As you know by now I use a Vita-Mix. I don't own stock in the company or work for them in any way. I wish I did, though, as this product kicks serious butt. I've had it for a few years and it has never let me down. I use it very, very often. I think this thing would juice a tugboat if you tried. My local vegan restaurant uses the exact model I have for their smoothie bar. It is a real workhorse. There is also a model by Blendtec which I have heard much about. Now, the first question is, can you do a smoothie with a standard kitchen blender? If we are talking a fruit smoothie, I think that is not too much of an issue. Obviously, everyone's blender is different and your mileage may vary.
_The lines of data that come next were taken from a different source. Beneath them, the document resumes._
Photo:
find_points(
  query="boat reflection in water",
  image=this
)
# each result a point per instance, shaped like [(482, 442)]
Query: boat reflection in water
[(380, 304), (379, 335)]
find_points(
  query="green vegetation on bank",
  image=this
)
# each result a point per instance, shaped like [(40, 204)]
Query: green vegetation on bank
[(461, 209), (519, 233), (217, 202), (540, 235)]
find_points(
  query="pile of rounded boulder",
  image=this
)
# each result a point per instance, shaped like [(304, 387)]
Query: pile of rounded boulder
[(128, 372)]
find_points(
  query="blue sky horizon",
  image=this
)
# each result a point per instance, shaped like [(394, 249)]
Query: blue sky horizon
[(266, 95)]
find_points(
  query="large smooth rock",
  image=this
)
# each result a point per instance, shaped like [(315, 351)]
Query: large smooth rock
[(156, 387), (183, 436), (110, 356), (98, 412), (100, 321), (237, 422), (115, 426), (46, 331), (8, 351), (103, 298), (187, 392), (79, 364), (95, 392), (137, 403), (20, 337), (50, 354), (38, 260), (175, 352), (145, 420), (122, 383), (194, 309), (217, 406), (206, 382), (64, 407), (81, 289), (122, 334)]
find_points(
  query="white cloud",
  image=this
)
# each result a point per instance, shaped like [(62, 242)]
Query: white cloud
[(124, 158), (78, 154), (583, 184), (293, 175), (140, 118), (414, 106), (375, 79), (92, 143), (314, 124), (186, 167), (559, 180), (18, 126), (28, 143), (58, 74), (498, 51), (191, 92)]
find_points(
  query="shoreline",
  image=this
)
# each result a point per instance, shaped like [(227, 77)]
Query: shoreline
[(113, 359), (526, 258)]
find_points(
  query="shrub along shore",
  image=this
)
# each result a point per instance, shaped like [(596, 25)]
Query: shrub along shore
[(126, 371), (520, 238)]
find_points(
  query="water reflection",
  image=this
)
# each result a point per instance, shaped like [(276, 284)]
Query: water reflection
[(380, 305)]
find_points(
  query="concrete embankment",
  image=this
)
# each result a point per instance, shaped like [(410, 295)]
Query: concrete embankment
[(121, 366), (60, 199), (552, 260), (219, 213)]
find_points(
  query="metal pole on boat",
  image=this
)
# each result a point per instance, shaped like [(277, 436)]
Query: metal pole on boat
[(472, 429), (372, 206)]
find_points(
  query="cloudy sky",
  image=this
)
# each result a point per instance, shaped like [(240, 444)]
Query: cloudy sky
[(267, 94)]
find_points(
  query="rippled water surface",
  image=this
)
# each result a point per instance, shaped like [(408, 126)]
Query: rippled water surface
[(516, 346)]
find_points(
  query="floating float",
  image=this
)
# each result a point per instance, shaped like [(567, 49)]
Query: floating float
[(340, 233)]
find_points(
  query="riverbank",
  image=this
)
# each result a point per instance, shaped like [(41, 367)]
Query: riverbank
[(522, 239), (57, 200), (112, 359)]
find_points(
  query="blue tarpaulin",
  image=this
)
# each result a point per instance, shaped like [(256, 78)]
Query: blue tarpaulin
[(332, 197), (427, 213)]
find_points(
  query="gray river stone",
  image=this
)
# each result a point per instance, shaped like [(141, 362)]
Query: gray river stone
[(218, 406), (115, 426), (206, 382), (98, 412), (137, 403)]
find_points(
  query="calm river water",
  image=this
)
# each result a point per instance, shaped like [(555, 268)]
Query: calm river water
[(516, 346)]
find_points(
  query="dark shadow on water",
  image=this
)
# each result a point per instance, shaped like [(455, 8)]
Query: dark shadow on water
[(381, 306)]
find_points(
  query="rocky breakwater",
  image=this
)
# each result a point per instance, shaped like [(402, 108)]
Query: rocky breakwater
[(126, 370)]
If possible I would highly recommend a Vita-Mix. It simply pulverizes everything (including seeds) and there are no chunks (unless you want them). But, if you want to save up to get one first, I've purchased blenders at yard sales that did a pretty good job. It can't hurt to try, right? Now when it comes to veggies rather than fruits, and specifically greens, I am not sure how that will go in a blender. Most blenders can't get greens and some veggies right. You may have to first blend everything juicy into a nice liquid and then try small amounts of greens and veggies at a time. Again, try it out and see. It can't hurt.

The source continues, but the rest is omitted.